O guru de Bolsonaro na segurança pública, no entanto, afirma que o tema "pode ser colocado na mesa" nas discussões da reforma da Previdência, considerando que as condições de saúde melhoraram ao longo dos anos. Atualmente, militares — homens e mulheres — podem se aposentar com salário integral após 30 anos de serviços prestados.
Questionado sobre a atuação das Forças Armadas nos Estados, Heleno afirmou que isso deve continuar, mas enfatizou o trabalho dos governos, em conjunto, para a melhoria da segurança pública:
— Tem uma série de estratégias, de providências, que podem reduzir a necessidade de emprego das forças armadas, que não são num estalar de dedos. Podemos melhorar a gestão das policias militares, o que não é missão do presidente, é dos governares; melhorar a instrução dos militares, melhorar os equipamentos — afirma — Se o presidente, atendendo aos requisitos legais, decidir empregar a intervenção inédita como ocorreu no Rio de Janeiro, as forças armadas estão aí para cumprir missão. É aquela história: missão dada é missão cumprida — completa.
Leia a entrevista na íntegra:
Quais são as suas projeções e seus planos para o Ministério da Defesa?

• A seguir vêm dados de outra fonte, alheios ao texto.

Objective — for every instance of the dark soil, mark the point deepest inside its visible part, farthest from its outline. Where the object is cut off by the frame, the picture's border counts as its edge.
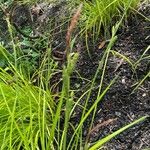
(119, 103)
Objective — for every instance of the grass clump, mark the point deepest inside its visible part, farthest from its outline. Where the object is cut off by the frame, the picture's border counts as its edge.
(101, 15)
(33, 115)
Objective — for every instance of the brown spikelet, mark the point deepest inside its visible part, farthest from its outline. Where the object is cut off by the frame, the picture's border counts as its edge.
(72, 25)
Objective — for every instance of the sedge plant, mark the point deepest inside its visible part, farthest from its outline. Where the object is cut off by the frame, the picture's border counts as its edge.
(33, 118)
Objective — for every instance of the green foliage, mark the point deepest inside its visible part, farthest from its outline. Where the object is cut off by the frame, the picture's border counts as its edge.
(99, 14)
(32, 115)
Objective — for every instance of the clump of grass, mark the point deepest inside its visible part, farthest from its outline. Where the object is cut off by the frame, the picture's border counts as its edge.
(31, 117)
(102, 14)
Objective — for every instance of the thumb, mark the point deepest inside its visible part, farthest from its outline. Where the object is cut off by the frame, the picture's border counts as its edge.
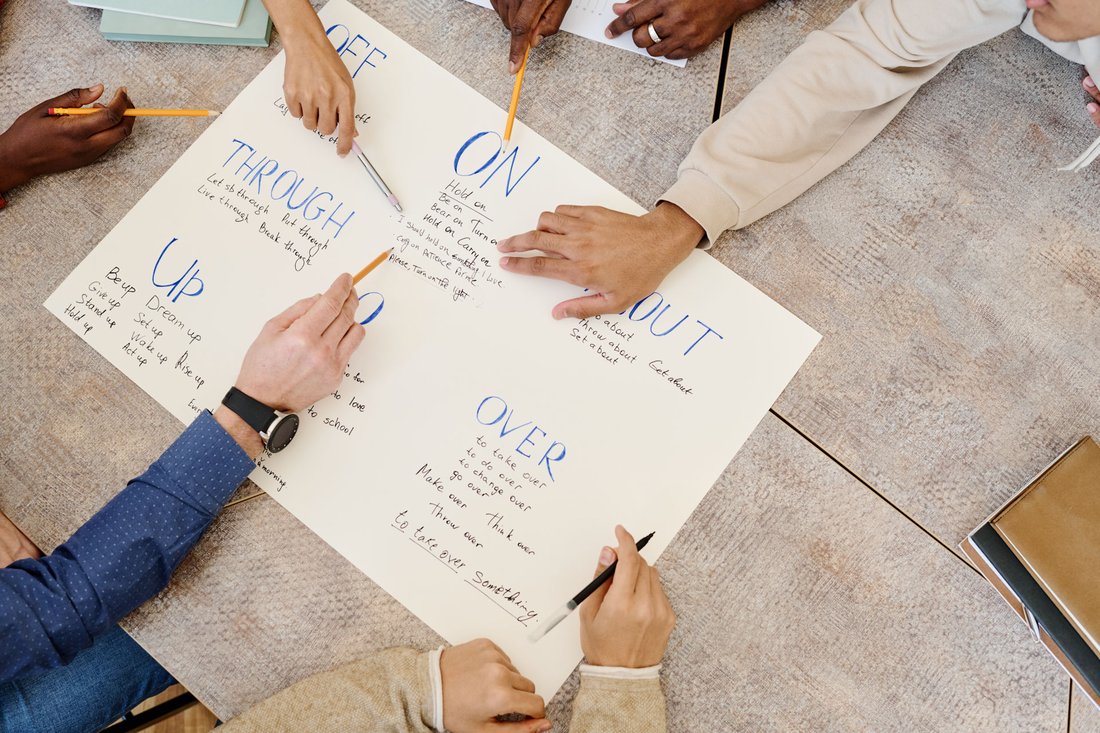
(283, 320)
(77, 97)
(591, 605)
(531, 725)
(584, 306)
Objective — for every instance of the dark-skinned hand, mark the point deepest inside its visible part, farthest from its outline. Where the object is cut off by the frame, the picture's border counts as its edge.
(36, 143)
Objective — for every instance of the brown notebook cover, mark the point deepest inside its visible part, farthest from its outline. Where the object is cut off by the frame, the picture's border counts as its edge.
(1053, 526)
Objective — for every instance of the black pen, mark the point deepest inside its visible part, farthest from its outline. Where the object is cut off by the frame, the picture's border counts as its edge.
(560, 614)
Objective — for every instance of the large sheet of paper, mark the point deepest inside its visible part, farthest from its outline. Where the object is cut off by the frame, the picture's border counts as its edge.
(477, 453)
(589, 19)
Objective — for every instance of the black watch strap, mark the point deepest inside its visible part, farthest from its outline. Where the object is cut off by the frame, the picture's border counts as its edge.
(253, 412)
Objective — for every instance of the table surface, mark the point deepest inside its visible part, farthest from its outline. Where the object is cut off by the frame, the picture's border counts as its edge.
(817, 586)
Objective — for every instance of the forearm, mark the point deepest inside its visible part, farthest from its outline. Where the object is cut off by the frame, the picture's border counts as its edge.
(296, 21)
(11, 170)
(52, 608)
(608, 703)
(387, 691)
(825, 102)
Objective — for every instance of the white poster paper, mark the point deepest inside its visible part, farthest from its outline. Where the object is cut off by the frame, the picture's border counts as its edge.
(477, 453)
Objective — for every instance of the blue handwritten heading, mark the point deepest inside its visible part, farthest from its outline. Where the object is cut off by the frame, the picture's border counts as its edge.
(191, 286)
(495, 411)
(347, 46)
(259, 172)
(481, 151)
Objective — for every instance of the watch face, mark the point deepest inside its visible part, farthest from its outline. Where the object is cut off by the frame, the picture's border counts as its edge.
(282, 433)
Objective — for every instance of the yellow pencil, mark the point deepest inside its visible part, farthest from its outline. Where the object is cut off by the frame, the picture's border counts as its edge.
(515, 98)
(362, 273)
(136, 112)
(374, 263)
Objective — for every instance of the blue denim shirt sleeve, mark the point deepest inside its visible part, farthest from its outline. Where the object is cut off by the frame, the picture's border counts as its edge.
(52, 608)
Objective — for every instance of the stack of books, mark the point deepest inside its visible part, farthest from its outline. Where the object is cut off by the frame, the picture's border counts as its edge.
(1042, 553)
(222, 22)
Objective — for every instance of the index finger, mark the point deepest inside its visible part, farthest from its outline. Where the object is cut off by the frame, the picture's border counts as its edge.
(524, 21)
(345, 115)
(635, 15)
(528, 703)
(89, 124)
(326, 308)
(629, 565)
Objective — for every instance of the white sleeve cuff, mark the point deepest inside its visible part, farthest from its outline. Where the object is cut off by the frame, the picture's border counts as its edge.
(437, 689)
(620, 673)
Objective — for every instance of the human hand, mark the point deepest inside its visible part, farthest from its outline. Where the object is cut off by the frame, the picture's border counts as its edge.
(37, 143)
(481, 684)
(317, 86)
(684, 26)
(300, 354)
(618, 256)
(627, 621)
(529, 21)
(1093, 107)
(13, 544)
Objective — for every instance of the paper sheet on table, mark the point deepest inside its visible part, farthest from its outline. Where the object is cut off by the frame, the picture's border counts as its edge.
(589, 19)
(477, 453)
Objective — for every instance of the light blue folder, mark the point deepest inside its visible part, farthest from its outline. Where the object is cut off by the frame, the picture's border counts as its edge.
(255, 29)
(213, 12)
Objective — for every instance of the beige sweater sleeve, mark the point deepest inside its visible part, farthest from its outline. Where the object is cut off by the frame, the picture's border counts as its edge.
(825, 102)
(618, 706)
(388, 691)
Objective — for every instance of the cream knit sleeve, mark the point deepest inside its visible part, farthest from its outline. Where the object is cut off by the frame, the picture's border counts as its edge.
(827, 100)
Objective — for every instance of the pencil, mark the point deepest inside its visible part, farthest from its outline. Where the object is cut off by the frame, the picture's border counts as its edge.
(515, 98)
(374, 263)
(362, 273)
(375, 176)
(135, 112)
(560, 614)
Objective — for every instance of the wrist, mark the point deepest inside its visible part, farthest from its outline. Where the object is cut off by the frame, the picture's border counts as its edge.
(299, 28)
(11, 173)
(239, 430)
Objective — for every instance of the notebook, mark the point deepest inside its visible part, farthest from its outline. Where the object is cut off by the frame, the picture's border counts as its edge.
(212, 12)
(1040, 551)
(255, 29)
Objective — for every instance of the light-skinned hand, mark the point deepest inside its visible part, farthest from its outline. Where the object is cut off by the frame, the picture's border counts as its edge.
(628, 620)
(317, 86)
(301, 353)
(619, 258)
(481, 684)
(685, 26)
(37, 143)
(528, 21)
(13, 544)
(1093, 107)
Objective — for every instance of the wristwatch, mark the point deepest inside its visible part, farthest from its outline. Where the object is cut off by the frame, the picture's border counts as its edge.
(275, 428)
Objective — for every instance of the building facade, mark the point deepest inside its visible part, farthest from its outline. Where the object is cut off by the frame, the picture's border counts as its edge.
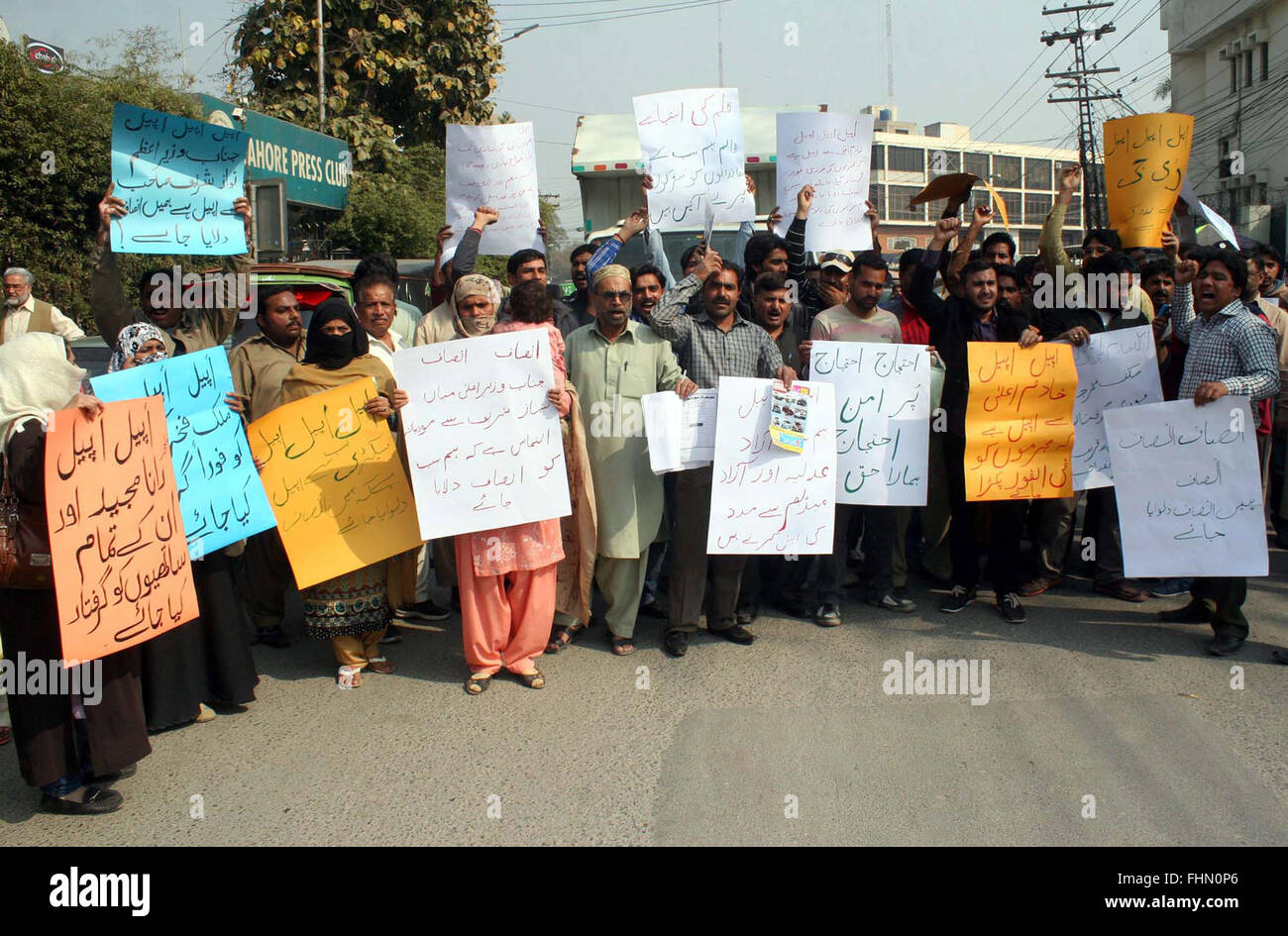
(1231, 71)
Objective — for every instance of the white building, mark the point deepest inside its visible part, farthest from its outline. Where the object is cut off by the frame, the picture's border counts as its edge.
(1231, 71)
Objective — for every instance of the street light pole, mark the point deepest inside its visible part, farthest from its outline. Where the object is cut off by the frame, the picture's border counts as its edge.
(321, 73)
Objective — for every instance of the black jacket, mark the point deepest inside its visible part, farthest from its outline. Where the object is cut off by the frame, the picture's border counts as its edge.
(952, 323)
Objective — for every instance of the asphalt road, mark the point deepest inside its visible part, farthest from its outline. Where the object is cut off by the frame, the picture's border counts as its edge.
(789, 742)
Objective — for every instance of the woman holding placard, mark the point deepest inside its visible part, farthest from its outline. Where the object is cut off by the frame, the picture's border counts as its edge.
(352, 610)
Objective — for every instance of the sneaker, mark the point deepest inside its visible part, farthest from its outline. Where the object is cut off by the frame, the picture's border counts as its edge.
(98, 801)
(958, 600)
(896, 604)
(423, 610)
(1010, 608)
(1037, 586)
(1171, 587)
(827, 615)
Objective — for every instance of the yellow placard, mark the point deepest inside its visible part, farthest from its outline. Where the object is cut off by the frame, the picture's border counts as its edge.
(1019, 421)
(336, 484)
(1145, 161)
(121, 567)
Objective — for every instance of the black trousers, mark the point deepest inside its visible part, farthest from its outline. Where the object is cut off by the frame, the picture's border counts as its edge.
(690, 572)
(1005, 520)
(1224, 599)
(879, 525)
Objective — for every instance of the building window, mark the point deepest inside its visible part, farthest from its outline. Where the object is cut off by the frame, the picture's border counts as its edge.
(906, 159)
(898, 206)
(1035, 207)
(1006, 171)
(1037, 174)
(952, 161)
(975, 163)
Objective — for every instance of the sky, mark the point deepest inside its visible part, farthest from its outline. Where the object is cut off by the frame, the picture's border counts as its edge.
(975, 62)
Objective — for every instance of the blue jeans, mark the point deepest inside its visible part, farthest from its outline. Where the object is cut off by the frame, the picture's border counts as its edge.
(69, 782)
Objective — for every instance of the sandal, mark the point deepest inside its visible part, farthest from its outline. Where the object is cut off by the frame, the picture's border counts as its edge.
(565, 636)
(533, 679)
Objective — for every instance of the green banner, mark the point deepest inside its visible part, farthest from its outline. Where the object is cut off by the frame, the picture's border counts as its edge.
(316, 166)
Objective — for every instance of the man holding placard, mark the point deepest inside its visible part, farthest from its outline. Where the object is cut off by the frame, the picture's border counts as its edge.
(859, 320)
(613, 364)
(716, 344)
(1231, 353)
(953, 325)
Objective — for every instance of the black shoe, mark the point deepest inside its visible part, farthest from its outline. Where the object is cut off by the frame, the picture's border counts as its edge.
(958, 600)
(1224, 644)
(1010, 608)
(271, 636)
(827, 615)
(738, 635)
(1193, 613)
(890, 602)
(423, 610)
(102, 780)
(98, 799)
(655, 608)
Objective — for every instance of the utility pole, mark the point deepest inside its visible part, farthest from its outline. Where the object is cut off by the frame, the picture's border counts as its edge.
(720, 44)
(889, 55)
(1089, 155)
(321, 73)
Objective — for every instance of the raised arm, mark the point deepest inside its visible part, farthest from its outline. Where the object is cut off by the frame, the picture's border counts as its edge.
(106, 294)
(468, 250)
(921, 294)
(1050, 243)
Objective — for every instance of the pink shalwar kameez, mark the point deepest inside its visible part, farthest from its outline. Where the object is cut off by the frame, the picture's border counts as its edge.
(506, 576)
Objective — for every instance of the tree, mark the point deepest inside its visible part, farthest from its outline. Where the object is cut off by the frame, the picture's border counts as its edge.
(56, 156)
(395, 69)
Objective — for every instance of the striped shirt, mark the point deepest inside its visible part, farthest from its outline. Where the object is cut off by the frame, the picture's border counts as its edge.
(704, 351)
(1233, 348)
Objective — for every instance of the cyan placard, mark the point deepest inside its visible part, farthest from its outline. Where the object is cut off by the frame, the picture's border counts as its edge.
(179, 179)
(220, 494)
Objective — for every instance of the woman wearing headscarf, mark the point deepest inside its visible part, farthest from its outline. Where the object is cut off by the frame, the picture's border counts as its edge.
(351, 610)
(69, 750)
(506, 575)
(209, 658)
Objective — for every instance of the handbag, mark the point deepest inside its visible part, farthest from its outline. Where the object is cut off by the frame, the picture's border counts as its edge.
(25, 561)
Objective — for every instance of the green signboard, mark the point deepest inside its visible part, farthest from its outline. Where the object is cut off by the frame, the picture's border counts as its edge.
(314, 166)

O Ministério da Defesa, entre os ministérios, é o mais estruturado. Foi o que sofreu menos com a gestão desastrosa dos governos interiores. Não tenho por que mexer na estrutura estrutura. A ideia ali é buscar continuidade do que vem sendo feito, porque ele não é impregnado nem de ideologia, nem de partidarismo. Isso facilita muito a transição.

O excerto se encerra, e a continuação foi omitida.